La presse congolaise de ce mercredi 17 juin est dominée par deux grandes actualités qui cristallisent l’attention de l’opinion nationale : l’entrée historique des Léopards de la RDC à la Coupe du monde de football 2026 et la montée des tensions politiques autour de la loi sur le référendum, désormais adoptée par le Sénat.
Sur le front sportif, les médias saluent unanimement le retour de la République démocratique du Congo sur la scène mondiale du football, cinquante-deux ans après la participation du Zaïre au Mondial de 1974. L’Agence Congolaise de Presse (ACP), Le Phare, Le Potentiel et Digitalcongo.cd mettent en exergue le déplacement du président Félix Tshisekedi à Houston, au Texas, pour assister au premier match des Léopards face au Portugal. Cette présence présidentielle est présentée comme un soutien institutionnel et symbolique à une sélection nationale dont le parcours suscite une forte mobilisation populaire. De son côté, Infos27 célèbre « le grand retour des fauves congolais », tandis qu’Africa News rappelle que la RDC évolue dans le groupe K. Le sélectionneur Sébastien Desabre, cité par Forum des As, affiche un optimisme prudent, estimant que son équipe possède les moyens de décrocher trois ou quatre points, suffisants pour envisager une qualification au second tour.
Toutefois, cet engouement sportif se heurte à des contraintes logistiques. Le Potentiel rapporte que de nombreux supporters et animateurs congolais n’ont pas obtenu de visas américains ou canadiens.
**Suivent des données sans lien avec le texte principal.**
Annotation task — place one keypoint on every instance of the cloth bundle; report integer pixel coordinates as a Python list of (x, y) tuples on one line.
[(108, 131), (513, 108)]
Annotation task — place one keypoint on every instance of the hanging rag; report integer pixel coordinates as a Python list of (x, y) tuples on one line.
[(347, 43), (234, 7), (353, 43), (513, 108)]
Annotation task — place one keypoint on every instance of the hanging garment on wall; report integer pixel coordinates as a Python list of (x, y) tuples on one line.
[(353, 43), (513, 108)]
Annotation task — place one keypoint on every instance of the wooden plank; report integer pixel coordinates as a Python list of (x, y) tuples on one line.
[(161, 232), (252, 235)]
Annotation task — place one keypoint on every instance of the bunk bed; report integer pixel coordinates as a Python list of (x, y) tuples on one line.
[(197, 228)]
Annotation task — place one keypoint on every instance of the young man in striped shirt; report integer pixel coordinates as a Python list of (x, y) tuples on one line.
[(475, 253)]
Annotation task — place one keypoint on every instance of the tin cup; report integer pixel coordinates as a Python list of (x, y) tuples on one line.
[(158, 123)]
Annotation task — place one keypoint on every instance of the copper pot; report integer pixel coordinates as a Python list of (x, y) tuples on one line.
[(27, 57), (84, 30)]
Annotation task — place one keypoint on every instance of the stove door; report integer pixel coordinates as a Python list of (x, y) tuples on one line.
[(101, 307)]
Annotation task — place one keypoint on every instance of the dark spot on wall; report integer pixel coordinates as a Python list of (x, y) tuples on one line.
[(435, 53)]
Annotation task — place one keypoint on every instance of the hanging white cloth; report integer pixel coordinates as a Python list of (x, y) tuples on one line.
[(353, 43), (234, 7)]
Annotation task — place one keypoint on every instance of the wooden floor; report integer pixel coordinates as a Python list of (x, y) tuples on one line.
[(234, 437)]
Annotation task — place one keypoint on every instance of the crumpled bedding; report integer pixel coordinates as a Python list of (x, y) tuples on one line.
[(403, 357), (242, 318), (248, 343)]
Selon le ministre des Sports, Didier Budimbu, la résurgence d’Ebola a compliqué les procédures administratives, empêchant pour l’instant une forte présence populaire congolaise aux États-Unis. Malgré ces difficultés, la décision de la RTNC de retransmettre l’intégralité des matchs des Léopards devrait permettre à des millions de Congolais de suivre cette aventure mondiale.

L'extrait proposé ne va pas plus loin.